Frequently, the foreign property buyer of an Italian residential property is presented, in the confusion of the completion of his Italian acquisition, in the notary`s office and with garbled explanations, with the question: do you wish to pay Italian Registration Tax (Imposta di Registro) at the full 9% rate, or would you rather prefer to pay the 2% reduced “Prima casa” rate ?
The answer is deceptively obvious. Nobody likes to pay more tax than necessary. However, if this question is considered in some detail, the answer is not always a foregone conclusion.
The “Prima casa” tax rebate.
On the purchase of an Italian property Registration Tax (Imposta di Registro) is levied at the rate of 9% on the land registry value of the property.
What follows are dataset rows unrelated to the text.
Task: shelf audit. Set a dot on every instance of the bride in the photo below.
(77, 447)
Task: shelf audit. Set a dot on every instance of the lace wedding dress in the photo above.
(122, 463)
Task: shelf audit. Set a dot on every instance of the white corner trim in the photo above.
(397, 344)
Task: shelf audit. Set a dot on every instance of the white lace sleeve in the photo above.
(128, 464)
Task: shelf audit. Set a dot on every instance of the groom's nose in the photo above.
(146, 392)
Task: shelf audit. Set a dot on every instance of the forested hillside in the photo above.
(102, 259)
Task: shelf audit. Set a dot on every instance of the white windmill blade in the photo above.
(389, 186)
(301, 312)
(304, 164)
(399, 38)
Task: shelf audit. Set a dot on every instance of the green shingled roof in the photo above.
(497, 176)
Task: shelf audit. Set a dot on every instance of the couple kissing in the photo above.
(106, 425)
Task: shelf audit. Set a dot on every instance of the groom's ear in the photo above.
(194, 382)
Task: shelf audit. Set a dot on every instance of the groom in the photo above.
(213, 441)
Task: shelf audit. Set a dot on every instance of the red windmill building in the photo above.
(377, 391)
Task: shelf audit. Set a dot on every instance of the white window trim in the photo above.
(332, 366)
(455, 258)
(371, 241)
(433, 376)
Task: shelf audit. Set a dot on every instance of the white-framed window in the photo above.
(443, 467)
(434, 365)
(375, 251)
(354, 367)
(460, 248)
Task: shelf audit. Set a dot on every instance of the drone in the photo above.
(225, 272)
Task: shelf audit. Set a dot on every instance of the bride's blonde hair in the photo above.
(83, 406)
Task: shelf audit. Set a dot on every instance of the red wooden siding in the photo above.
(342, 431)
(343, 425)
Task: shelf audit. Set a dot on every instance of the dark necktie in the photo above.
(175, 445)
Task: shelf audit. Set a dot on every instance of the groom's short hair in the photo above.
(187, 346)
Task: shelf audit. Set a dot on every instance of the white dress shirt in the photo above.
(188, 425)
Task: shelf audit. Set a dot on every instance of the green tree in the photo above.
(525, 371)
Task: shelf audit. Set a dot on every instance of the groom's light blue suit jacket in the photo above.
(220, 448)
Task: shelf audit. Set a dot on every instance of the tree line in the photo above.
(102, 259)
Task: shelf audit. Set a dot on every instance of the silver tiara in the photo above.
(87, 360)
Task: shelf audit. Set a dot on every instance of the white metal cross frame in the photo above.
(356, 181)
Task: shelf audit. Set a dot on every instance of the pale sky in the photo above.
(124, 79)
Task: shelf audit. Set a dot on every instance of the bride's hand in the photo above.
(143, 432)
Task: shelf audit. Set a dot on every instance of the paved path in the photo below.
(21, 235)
Alternatively, where the vendor is a business, Italian VAT (IVA – Imposta sul Valore Aggiunto) is payable at the rate of 10% on the market value. Where
the “Prima Casa” rebate applies, the actual tax rates are reduced to 2% and 4% respectively. A very attractive gift from the Italian taxman.
Unfortunately, taxmen are notoriously not in the business of giving presents …
The “Prima casa” tax rebate was introduced in 1982 and has slowly evolved to apply to all purchases of Italian residential properties, classified in the “A” bracket at the local land registry (Catasto) with the exclusion of properties classified as “A/1” (luxury homes – “Abitazioni signorili”), “A8” villas and “A9” castles. In order to obtain this tax rebate, the buyer must be resident in the district of the local authority (Comune) where the property is located. Alternatively (and more important to foreigners) the buyer must formally undertake in the Purchase Deed (Compravendita) that he / she will become resident in the relevant district / Comune within the following 18 months, and this is really the catch.
The strings attached.
This Italian legislation provides that in the Deed of Sale the property buyer must formally undertake that he / she does not own any other abode in the area and that he /she will become resident within the following 18 months.
When the “Prima casa” tax rebate has been claimed, the property cannot be sold for the following 5 years under penalty of losing the benefit of the reduced tax rate.
Also, the buyer must effectively take up residence, not necessarily in the Italian property, but within the district (Comune) where his property is located.
Where this is not done and if the foreign Italian property buyer does not timely take up residence in Italy, penalties become applicable. The Italian Revenue (Agenzia delle Entrate) can claim payment of tax (either Imposta di Registro or IVA as stated above) at the full rate, interest on the delayed payment and an additional 30% tax penalty.
A recent decision of the Italian Supreme Court (Corte di Cassazione) states that the Italian Revenue has three years, from the date of completion of the acquisition, to catch defaulting buyers. So, an Italian property buyer should not be seduced by the “Prima Casa” tax rebate if he / she does not seriously intend to become resident in Italy within the following 18 months.
Becoming resident in Italy.
If “Prima Casa” is still attractive, and you are considering taking up residence in Italy in order to get this tax rebate, you should consider the consequences.
Residence in Italy will result in the application of Italian Income tax ( Imposta sul Reddito delle Persone Fisiche – IRPEF) at rates ranging between 23% and 43% on the world-wide income of the resident taxpayer. So, if you receive a pension, earn interest, have a business outside Italy, all this income will (subject to any applicable treaty for the avoidance of double taxation) become taxable in Italy.
Also, and in addition, any foreign (non- Italian) buildings and land owned by the newly established Italian resident will become subject to IVIE, an Italian annual tax levied at the rate of 0.76% on foreign (non-Italian) properties. Any foreign (non-Italian) financial assets will also become subject to IVAFE, an Italian annual tax on the value of foreign (non-Italian) financial assets, levied at rates ranging between 1/1,000 (one thousandth) and 2 / 1,000 (two thousandth) of the value of the asset.
So when, on completion of your Italian property acquisition, you are asked the apparently simple question of whether you wish to apply for the benefit of the “Prima Casa” tax rebate or not and whether you wish to pay Italian tax at a substantially reduced rate or not, please carefully consider all the implications.
The answer is not always a foregone conclusion. You should definitely take your time and look the “Prima casa” gift horse in the mouth, before it bites you!
Avv. Claudio Del Giudice – 24.12.2017 Copyrights reserved.